Consider this quote from Catie Lazarus in a recent Fast Company article:
My dad always told me that when you’re handed a test, put your pencil down and don’t write a thing.
My post today is the next in a series of posts: from embodied cognition to enclothed cognition and now entooled cognition. The basic premise of all of these phenomena is that physical priming can exert a much stronger influence than mental priming can. If the concept of old age is primed in your mind, you will unconsciously walk slower to the elevator when leaving the room (at least at the population average level – I don’t know about you personally). But if you are placed in a physical posture typical of an old person, it will have a stronger effect. And if you are wearing attire typical of an older person, that will have an effect that is stronger still.
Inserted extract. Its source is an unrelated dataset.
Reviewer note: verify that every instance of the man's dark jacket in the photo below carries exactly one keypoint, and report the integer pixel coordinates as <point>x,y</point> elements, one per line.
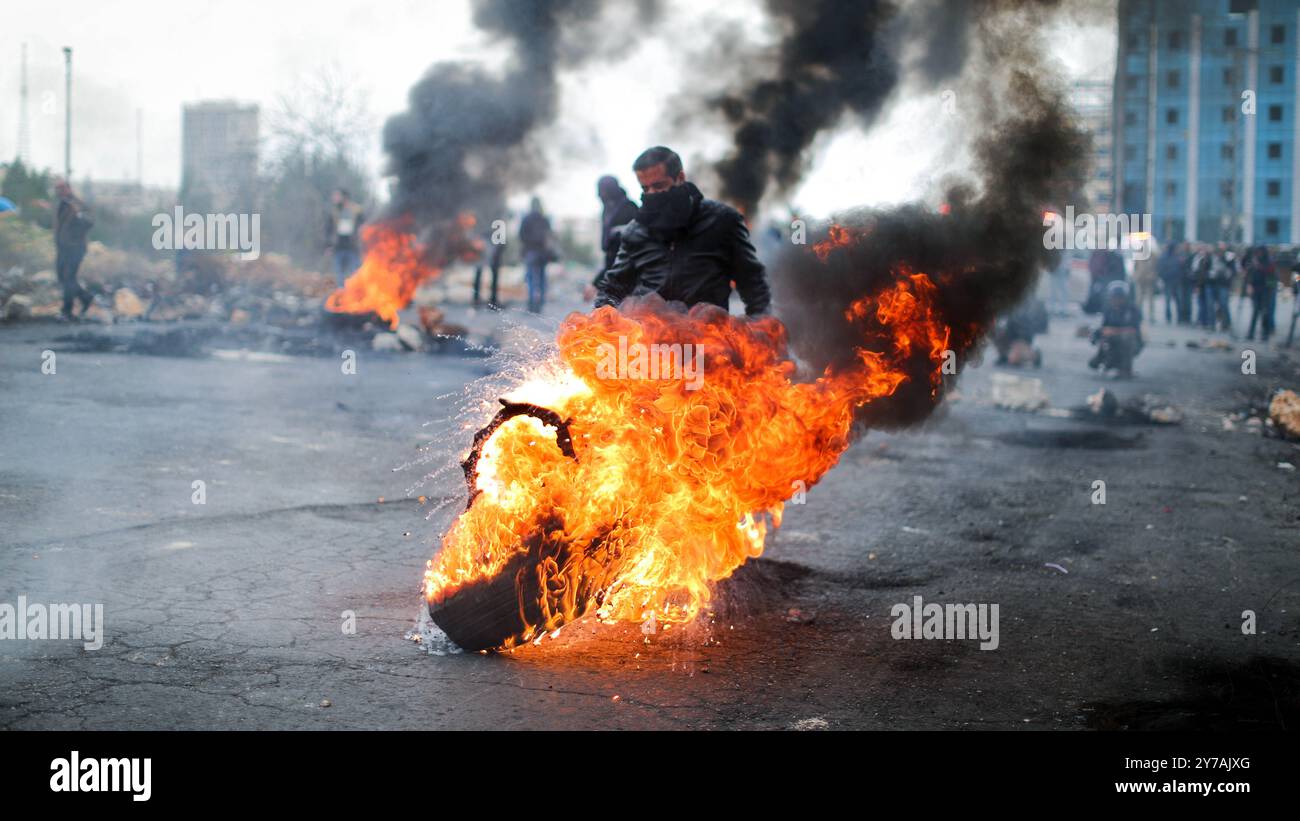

So entooled cognition is the next step in this continuum. Think of the adage “When you are holding a hammer, everything looks like a nail. That may have resonated with you even before you knew about priming. Now we know why it occurs. The purpose of the quote (which she relates as having been advice from her dad) is the countermeasure against entooled priming. If you are holding the pen, entooled cognition is going to prime you to start writing. So if you want to hold back, to resist the urge to jump right in, you can just try to ignore it. But of course the influence is largely unconscious. So it is even better to put down the pencil. Or the mouse. Or the smart phone.